SmartFlow has been tested and verified on various HPC clusters in Europe and China. The following table summarizes the hardware environment and job scheduling systems used during deployment.

HPC Clusters Tested with SmartFlow
Country	Cluster	Partition	Scheduler	Network Interface
Italy	CINECA	Booster	Slurm	ib0
China	BSCC (Beijing Super Cloud Center)	N32EA14P	Slurm	ib0
China	BSCC (Beijing Super Cloud Center)	BSCC-A	Slurm	ib0

Running on a standalone machine

To run a case on a standalone machine, we can use:

python /your/path/SmartFlow/src/smartflow/main.py

It should be noted that the main.py file is located in the /your/path/SmartFlow/src/smartflow/main.py .

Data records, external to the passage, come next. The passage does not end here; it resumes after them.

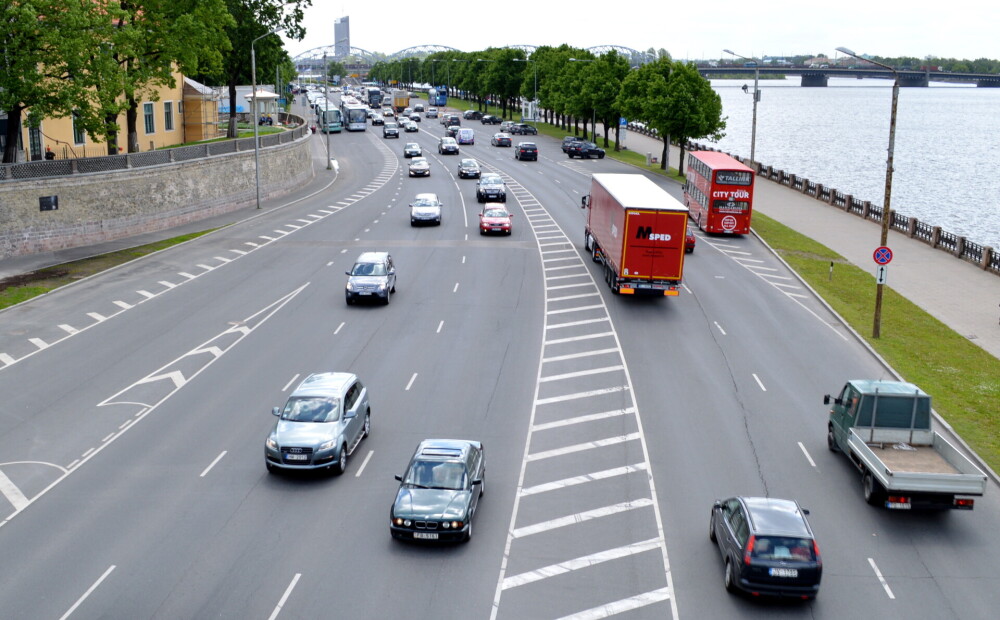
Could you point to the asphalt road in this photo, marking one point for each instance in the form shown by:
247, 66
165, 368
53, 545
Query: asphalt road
137, 402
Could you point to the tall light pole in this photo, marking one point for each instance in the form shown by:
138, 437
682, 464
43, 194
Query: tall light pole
756, 98
253, 88
884, 239
593, 108
534, 102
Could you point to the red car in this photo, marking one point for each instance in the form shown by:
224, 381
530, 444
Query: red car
494, 218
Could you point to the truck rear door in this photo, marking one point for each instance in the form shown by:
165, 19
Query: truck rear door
654, 245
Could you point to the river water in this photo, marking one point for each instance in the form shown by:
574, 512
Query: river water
947, 154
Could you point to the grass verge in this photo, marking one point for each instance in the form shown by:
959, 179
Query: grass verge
963, 379
20, 288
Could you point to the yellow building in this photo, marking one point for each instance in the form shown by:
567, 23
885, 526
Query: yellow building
188, 112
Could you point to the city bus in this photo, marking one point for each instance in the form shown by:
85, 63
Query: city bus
330, 120
719, 193
356, 116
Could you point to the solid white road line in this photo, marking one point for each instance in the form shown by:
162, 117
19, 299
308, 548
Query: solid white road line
580, 517
364, 463
13, 494
284, 597
575, 480
806, 452
617, 607
757, 379
212, 464
87, 593
881, 579
578, 563
580, 447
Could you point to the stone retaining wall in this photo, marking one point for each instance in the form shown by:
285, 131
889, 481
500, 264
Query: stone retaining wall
104, 206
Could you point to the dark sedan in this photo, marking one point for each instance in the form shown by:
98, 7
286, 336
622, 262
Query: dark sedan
584, 149
439, 493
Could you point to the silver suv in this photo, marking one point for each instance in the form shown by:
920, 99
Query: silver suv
324, 420
373, 275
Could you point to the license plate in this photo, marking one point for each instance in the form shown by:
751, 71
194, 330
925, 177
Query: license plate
783, 572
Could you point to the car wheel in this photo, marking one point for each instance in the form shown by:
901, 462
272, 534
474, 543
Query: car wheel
341, 465
730, 578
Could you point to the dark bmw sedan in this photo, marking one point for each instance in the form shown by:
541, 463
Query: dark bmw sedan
767, 546
439, 493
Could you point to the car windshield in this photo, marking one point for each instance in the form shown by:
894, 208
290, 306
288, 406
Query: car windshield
368, 269
299, 409
783, 548
437, 475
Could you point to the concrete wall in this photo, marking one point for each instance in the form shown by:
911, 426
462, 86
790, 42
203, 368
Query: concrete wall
95, 208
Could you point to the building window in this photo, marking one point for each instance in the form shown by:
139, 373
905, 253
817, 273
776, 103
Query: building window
147, 111
79, 136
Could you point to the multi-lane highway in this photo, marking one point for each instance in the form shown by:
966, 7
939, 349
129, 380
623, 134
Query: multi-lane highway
136, 404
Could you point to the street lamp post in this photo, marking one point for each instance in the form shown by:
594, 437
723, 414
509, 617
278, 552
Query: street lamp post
253, 92
884, 239
593, 122
534, 102
756, 98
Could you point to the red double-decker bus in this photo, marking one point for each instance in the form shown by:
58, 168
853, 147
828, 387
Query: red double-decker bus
719, 193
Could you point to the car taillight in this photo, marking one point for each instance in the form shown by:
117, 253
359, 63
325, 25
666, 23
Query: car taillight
749, 549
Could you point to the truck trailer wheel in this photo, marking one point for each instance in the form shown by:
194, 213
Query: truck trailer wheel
874, 493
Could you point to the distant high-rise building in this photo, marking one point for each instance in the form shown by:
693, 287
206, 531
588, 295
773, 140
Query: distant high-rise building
342, 37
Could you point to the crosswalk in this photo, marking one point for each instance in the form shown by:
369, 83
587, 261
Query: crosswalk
586, 536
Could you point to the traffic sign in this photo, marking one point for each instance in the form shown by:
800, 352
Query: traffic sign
880, 274
882, 255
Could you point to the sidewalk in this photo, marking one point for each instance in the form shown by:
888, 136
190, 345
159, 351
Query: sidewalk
958, 294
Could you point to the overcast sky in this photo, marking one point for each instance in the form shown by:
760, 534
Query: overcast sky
685, 29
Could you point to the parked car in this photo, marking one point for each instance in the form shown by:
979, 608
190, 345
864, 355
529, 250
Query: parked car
491, 188
439, 493
466, 135
321, 424
583, 149
767, 546
501, 139
372, 276
570, 140
468, 169
425, 209
526, 150
412, 149
419, 167
494, 218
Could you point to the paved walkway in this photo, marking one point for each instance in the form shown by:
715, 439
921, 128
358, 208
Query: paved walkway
957, 293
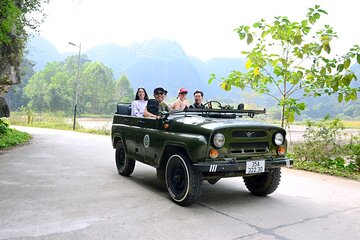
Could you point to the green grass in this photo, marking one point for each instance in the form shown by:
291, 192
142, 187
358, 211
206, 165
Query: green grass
315, 167
12, 138
52, 121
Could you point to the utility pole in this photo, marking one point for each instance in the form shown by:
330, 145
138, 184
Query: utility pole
76, 83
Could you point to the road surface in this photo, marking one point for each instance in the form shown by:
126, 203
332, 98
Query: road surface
64, 185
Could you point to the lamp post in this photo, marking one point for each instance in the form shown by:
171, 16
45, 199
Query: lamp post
76, 83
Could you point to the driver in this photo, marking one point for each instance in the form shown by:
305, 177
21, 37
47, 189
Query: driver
198, 97
159, 94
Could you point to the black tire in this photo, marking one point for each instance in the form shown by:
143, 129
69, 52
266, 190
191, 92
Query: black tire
183, 183
124, 165
213, 181
263, 184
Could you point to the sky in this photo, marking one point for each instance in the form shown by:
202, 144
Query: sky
204, 28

You may encounter an error message in your current running folder ../../SmartFlow/examples/train_retau_05200/err file. Please check the error message and fix it with your own settings. Perhaps, you may see some errors about the wandb as we import wandb library. If you see wandb error, please create or login wandb with your own account and add API_key as follows:

import wandb
wandb.login(key="your_api_key")

Running with SLURM on a CPU cluster

To run a case on a CPU cluster, we can use a SLURM script such as:

#!/bin/bash
#SBATCH --time=48:00:00
#SBATCH --nodes=2
#SBATCH --job-name=smartflow
#SBATCH --account=user_account
#SBATCH --qos=qos_name
#SBATCH --ntasks-per-node=32
#SBATCH --cpus-per-task=1
#SBATCH --output=slurm-%j.out
#SBATCH --error=slurm-%j.err

python main.py

The script is submitted with the following command:

sbatch slurm.sh

For this setting, we allocate 2 nodes with 32 tasks per node and 1 CPU per task (for a total of 64 tasks). The job is submitted to the qos_name queue under the user_account account. The job is expected to run for 48 hours. The output and error logs are saved in the slurm-%j.out and slurm-%j.err files, respectively, where %j represents the job ID.

Running with SLURM on a GPU-accelerated cluster

To run a case on a GPU-accelerated cluster, we can use a SLURM script such as:

#!/bin/bash
#SBATCH --time=48:00:00
#SBATCH --nodes=2
#SBATCH --job-name=smartflow
#SBATCH --account=user_account
#SBATCH --qos=qos_name
#SBATCH --ntasks-per-node=32
#SBATCH --cpus-per-task=8
#SBATCH --gres=gpu:4
#SBATCH --output=slurm-%j.out
#SBATCH --error=slurm-%j.err

python main.py

For this setting, we allocate 2 nodes with 32 tasks per node and 8 CPUs per task, along with 4 GPUs per node for acceleration. The job is submitted to the qos_name queue under the user_account account. The job is expected to run for 48 hours. The output and error logs are saved in the slurm-%j.out and slurm-%j.err files, respectively, where %j represents the job ID.